Redbrick Food&Drink Editor
Redbrick is a thriving community of people studying various disciplines, from various backgrounds, who are brought together by a passion for student journalism, writing, and involving themselves in something special.
The variety of sections mean that there really is something for everyone, and as a cohesive team we are all able to indulge in our passions, and in doing so produce a beautiful paper every fortnight, and a fantastic repertoire of articles online. Redbrick is consistent throughout what for many of us is a time of great change and turbulence, and I am so thankful for its ability to hold my hand throughout my studies and life’s ups and downs.
Redbrick Food&Drink Editor
Speaking your mind will never become outdated, as much as people fear the Orwellian landscape of
governmental surveillance and politics is encroaching on our liberty to express ourselves. If anything for me as a student, involved in student journalism, it makes me want to react to any attempts to control the voices of those who feel the urge to speak out.

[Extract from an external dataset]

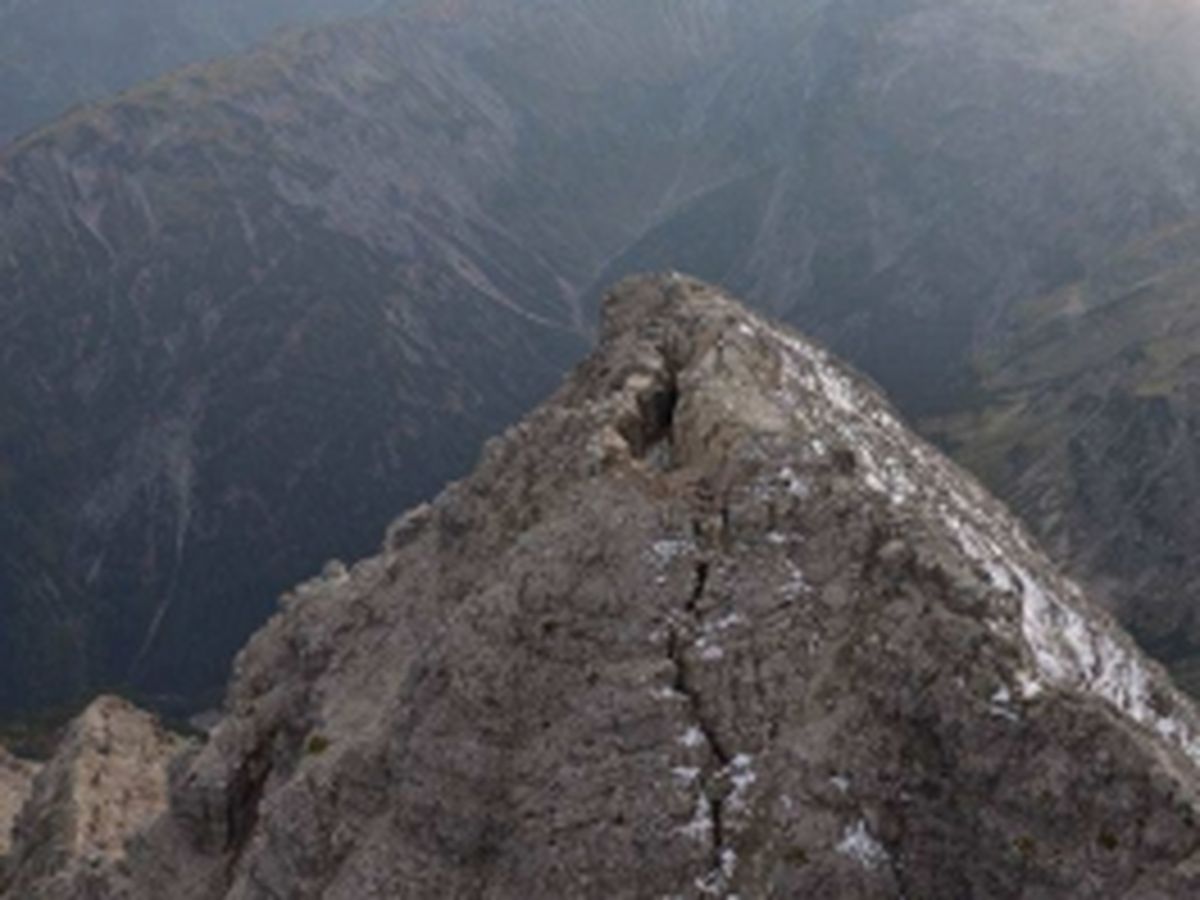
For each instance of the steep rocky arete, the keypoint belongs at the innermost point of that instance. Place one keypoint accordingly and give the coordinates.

We as students, are involved daily, in a hugely multi-faceted experience at University; exposed to all social groups, minorities, privileges, cultures, identities, you name it and you have the opportunity to be educated in peoples’ opinions. So why not channel all these stories, lessons, disputes, disagreements, joys, in sophisticated journalism that is accessible to all, in free print and online publication, that epitomises what the documentation of human experience should stand for- equity and enjoyment.
Redbrick Alumnus, Digital Editor 2016-17
When I went to my first Redbrick Music meeting, I barely said a word. But if I hadn’t gone to that meeting, I wouldn’t have written my first review, or later put myself forward to be digital editor and been inspired to do a journalism MA.
Student journalism gave me the opportunity to prove myself and the confidence to believe I could make a career in this industry. Right now, you might feel like you’re not good enough to turn your hobby into a career. I can tell you that at every moment – whether that’s writing for Redbrick or working for The Sunday Times – I’ve felt that too and learned that I was. I’m sure you are too.
I’ve wanted to be a journalist ever since I can remember. I’d read the newspaper at the dinner table and would always watch BBC News. It also stems from seeing injustice and privilege around me, and looking for ways to challenge it.
Good reporting enriches readers, makes them curious, and drives them to want to find out more. It also offers answers away from the interest of the powerful.
Student journalism is different to other journalism because it’s a peer-to-peer discussion. It’s us telling our friends and classmates the news which affects them. It’s important because we’re forming the next generation not only of journalists, but readers. After all, who better to publish articles encapsulating the ethos of student experiences than the students themselves?
Since graduating from University the skills I have learned at Redbrick have transferred to my role in PR. You’ll find that the versatility of writing something other than a dissertation is valuable when you’re speaking to clients about their copy requests!
Redbrick Alumnus, Editor-in-Chief 2017-18
I’m probably more than a little biased, but I think student journalism is of tremendous importance. Obviously, if you’re looking to get a job in journalism, you can’t really succeed without it, but I think there’s much more to it than that.
Working with Redbrick was certainly the best thing I did at university – it taught me so much about managing multiple deadlines, making decisions and more importantly, justifying them. I think those skills are marketable to almost all employers across pretty much every field.